Yukarıda Ahıska Türkleri hakkında yazılan kitaplardan, makalelerden, bilimsel kaynaklardan bahsettim. Bunun yanı sıra sürgün tanıkları ile yapılan röportajları buraya aktararak yazıma son vermek istiyorum. Bu röportajlardan biri var ki, röportajı yapan Ahıska Türklerinin sürgün tarihinin 14 Kasım olduğunu söyleyen ve şahsımız için “Yunus hoca ve etrafındakiler yanılgı içerisindedir. Bunlara dur demeliyiz.” diyerek bizleri hedef tahtasına koymaya çalışan şahıstır. Bu röportajda sürgünü anlatan Ahıska/Abstuban doğumlu Mehri Oğlu Osman Beydir. Osman Bey “Bundan ben 16 yaşımda sürüldüm. 1944. Yılın Noyabr(kasım) ayında. Rus dilinde Noyabr diyorlar da biz Koç (kasım) ayı deriz.”  dediğinde röportajı yapan beyefendi “Evet koç ayının 14’ü” diyerek müdahale ediyor. Ancak sürgünün bizzat tanığı olan Osman Bey, “Koç ayının on dördü tamam olup on beşi saat üçte gelip bizi arabalarla taşıdılar.” diyor. 

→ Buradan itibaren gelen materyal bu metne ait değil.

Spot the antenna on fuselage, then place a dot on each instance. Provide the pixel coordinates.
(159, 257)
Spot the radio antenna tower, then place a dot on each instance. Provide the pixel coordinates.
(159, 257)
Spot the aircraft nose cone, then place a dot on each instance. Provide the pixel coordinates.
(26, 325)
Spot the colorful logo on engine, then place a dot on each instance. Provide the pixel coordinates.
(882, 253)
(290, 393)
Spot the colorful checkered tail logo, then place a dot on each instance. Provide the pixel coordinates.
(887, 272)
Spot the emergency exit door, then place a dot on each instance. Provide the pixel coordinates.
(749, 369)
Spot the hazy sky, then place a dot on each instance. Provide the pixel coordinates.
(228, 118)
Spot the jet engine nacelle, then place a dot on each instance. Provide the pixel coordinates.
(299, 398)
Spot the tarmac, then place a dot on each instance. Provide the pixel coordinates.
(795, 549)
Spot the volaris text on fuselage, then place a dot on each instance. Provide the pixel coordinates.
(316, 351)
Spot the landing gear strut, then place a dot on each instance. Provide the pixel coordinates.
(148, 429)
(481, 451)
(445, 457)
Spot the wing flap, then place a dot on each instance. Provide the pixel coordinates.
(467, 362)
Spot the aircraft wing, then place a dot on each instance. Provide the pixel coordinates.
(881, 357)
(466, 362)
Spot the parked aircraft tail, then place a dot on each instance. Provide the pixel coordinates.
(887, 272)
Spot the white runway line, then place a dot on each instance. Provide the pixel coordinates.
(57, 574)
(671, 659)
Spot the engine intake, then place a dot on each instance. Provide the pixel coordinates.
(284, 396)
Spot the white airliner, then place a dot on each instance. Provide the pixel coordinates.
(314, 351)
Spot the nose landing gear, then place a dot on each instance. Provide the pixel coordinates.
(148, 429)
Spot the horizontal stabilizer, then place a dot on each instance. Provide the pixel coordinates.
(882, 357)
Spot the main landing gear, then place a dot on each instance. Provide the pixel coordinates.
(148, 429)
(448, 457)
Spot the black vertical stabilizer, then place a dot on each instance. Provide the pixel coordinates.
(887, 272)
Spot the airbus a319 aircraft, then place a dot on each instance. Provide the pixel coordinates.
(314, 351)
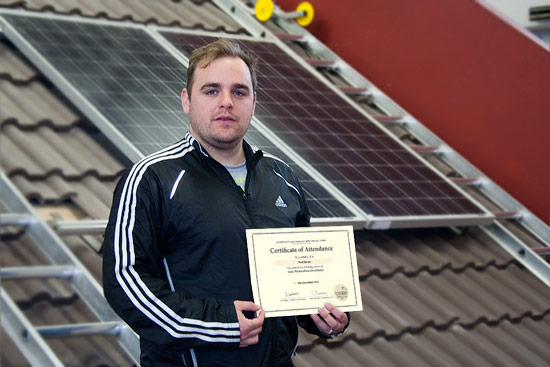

Şimdi belgeler, kaynaklar, tanıklar, kitaplar, makaleler ortada iken bunlara dayanarak Ahıska Türklerinin sürgün tahininin 15 Kasım 1944 olduğunu dediğimiz için bizleri büyüklerimize karşı saygısızlık mı yapmış oluyoruz?

Birtakım zorlama hikâyeler uydurmaya gerek yok. İnsanların evlerinden çıkarılma tarihi de 15 Kasım 1944’dür, sürgünün başladığı, trenlerin hareket tarihi de 15 Kasım 1944’dür. Bunun ötesi berisi yoktur. Kaldı ki, günümüz rivayet anlatma devri de değil, canlı tanık ve resmi belge, yazı devridir. 

Bu gerçeği zor anlayanlara basit bir benzetmeyle anlatalım: Hamile bir kadın doğum sancıları tuttuğu an hastaneye, doğum evine gider. Doğum saat 00.05’te olursa, hemşire hanım doğum raporuna çocuğun doğum tarihini hangi günü yazar? Hastaneye geldiği günü yazar diyorsanız, konuşulacak bir şey yok!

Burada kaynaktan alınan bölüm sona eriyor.